Schwartz, Savage, and company continue to have a great eye and ear for casting and writing young characters. Even though it’s a slow burn waiting for each kid to realize what they can do (only a couple of powers are on display even briefly in the first hour), the kids themselves are so well-articulated, so quickly — and so impeccably cast — that a version of the show without superheroes and villains would probably still be compelling. But Runaways deftly borrows the Buffy model of using all these heightened elements as metaphors for adolescent rites of passage, from Molly’s abilities manifesting themselves in a way that others mistake for her getting her first period, to the many secrets the kids and parents keep from one another.

“Finding out my mom is evil would actually be the least surprising explanation,” Nico suggests at one point.

The parents are often played by more recognizable actors (James Marsters from Buffy as an Elon Musk-type inventor, Kevin Weisman from Alias as a crunchy scientist whose presence the other parents barely tolerate, Annie Wersching from 24 as the head of a cult with more than a passing resemblance to Scientology) and are given more complex motivations than the comic had room for. Because Hulu’s releasing the first three episodes at once (after that, it’ll be weekly, as was the case with The Handmaid’s Tale), Schwartz and Savage employ a binge mode play, telling the first hour from the kids’ POV, then devoting most of the second episode to seeing what the parents were up to during those same events. That approach quickly answers a lot of questions on a show with several metric tons of backstory — when you have six kids and five sets of parents (Molly’s an orphan living with Gert’s family), you have many origin stories to tell, even if some overlap — but feels like it maybe could have waited until later, if only because the kids and their stories come so much more vividly to life in the early going.

Documentary filmmaker Brett Morgen (whose Jane is in theaters now) directs the pilot episode, establishing a visual template that employs a lot of harsh natural LA light, and jittery camerawork, clearly distinguishing it from all the Marvel shows set on the East Coast. (The show makes no reference to Daredevil or the Avengers, whether or not it’s meant to be set in the same fictional universe.)

Though the pace is drastically slower than the comic’s, it feels positively breathtaking compared to Luke Cage or The Punisher, not only because it has so many characters to bounce around between who all feel like narrative equals, but because Schwartz and Savage are by nature aggressive storytellers.
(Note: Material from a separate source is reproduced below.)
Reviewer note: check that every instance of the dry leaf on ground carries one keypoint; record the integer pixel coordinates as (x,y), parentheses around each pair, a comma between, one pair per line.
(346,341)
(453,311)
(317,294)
The O.C.‘s first season moved at a rate that makes the Runaways comic feel like a Henry James novel in comparison. They’ve grown more patient over the years, in large part because The O.C. suffered later on for discarding too much plot in that opening year, but for the most part it feels purposeful, rather than like stalling; the kids, their world, and the conflicts within each family feel too rich to simply jump to the next thing.

So no, this Runaways isn’t a literal recreation of a beloved comic. But it works in its own right, and feels more fun and durable than a lot of its Marvel TV counterparts.